However, we can close both back doors at once. If the time back door operates the same on both groups, and if the group difference back door works the same at both times, then we have four different sets of samples (2 groups x 2 times) and 4 effect values to compute (a base case, a time difference, a group difference, and a treatment effect). The four different sets of samples are, therefore, enough to compute the four effect values. Essentially, the difference in the treated group across the two times equals the difference in the untreated group across the two times, plus the desired effect.

### Untreated Groups and Parallel Trends
The parallel trends assumption says that if no treatment had occurred, the change in outcome over time in the treatment group would have been the same as the change in outcome over time in the untreated group. In other words, the difference between treated and untreated groups would have been the same at the earlier and later times. 

Parallel trends cannot be observed because we can’t tell what “would have happened.” It’s about a counterfactual, so you just have to guess whether it’s true. 

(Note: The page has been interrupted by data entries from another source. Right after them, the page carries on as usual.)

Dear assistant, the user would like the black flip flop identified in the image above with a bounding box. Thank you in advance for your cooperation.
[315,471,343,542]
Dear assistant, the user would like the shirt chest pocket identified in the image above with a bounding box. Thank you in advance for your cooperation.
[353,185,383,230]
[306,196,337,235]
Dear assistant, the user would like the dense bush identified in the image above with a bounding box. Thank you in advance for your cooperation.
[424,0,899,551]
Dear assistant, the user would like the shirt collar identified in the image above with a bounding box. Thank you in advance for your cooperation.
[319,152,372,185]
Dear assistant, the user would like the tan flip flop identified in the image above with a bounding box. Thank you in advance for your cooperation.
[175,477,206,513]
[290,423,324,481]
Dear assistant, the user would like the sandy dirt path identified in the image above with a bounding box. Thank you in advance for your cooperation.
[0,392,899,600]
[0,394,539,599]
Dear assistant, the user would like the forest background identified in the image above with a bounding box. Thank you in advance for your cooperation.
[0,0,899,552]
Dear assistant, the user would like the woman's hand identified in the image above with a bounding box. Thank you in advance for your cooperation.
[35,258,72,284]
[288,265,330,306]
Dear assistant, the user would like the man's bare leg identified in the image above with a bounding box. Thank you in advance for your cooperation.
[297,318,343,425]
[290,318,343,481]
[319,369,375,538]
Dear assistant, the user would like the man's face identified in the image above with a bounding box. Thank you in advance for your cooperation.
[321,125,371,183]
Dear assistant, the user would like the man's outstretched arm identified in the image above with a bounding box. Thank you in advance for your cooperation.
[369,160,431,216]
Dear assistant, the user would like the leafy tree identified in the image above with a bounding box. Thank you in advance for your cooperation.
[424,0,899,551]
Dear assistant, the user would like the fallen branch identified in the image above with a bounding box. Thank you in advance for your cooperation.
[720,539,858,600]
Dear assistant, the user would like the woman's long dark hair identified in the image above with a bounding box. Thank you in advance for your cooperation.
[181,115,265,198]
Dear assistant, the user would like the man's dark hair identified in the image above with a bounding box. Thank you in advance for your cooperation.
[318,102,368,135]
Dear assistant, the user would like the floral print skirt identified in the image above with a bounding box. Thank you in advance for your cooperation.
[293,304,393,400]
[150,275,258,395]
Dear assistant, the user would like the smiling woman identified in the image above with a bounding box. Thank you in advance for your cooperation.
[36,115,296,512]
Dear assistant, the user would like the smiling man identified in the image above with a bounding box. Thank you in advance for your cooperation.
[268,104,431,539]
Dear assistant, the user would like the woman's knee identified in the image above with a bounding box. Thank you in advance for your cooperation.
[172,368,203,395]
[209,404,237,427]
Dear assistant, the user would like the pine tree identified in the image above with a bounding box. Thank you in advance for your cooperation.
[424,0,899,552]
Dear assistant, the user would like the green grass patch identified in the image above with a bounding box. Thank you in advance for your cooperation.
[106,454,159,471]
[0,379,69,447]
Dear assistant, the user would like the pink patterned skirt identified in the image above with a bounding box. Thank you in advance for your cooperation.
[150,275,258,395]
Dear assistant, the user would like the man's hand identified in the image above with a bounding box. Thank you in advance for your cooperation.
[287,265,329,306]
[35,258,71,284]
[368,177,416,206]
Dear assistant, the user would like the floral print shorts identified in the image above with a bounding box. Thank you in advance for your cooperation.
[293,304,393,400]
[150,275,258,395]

Some tools for making this guess include:
1. We should have no reason to expect the untreated group to change around treatment time. 
2. The treated and untreated groups should be generally similar, apart from the treatment itself. 
3. The treated and untreated groups should have generally similar trajectories prior to the treatment.

No. 3 might involve looking at trends over time, if you have access to that kind of information. You could graph the prior trends over time and compare them by eye. You could also perform a placebo test, estimating differences-in-differences at times prior to the treatment event. If the placebo test detects an effect, it means that there is effectively a treatment at some unexpected time, which suggests that parallel trends are violated. 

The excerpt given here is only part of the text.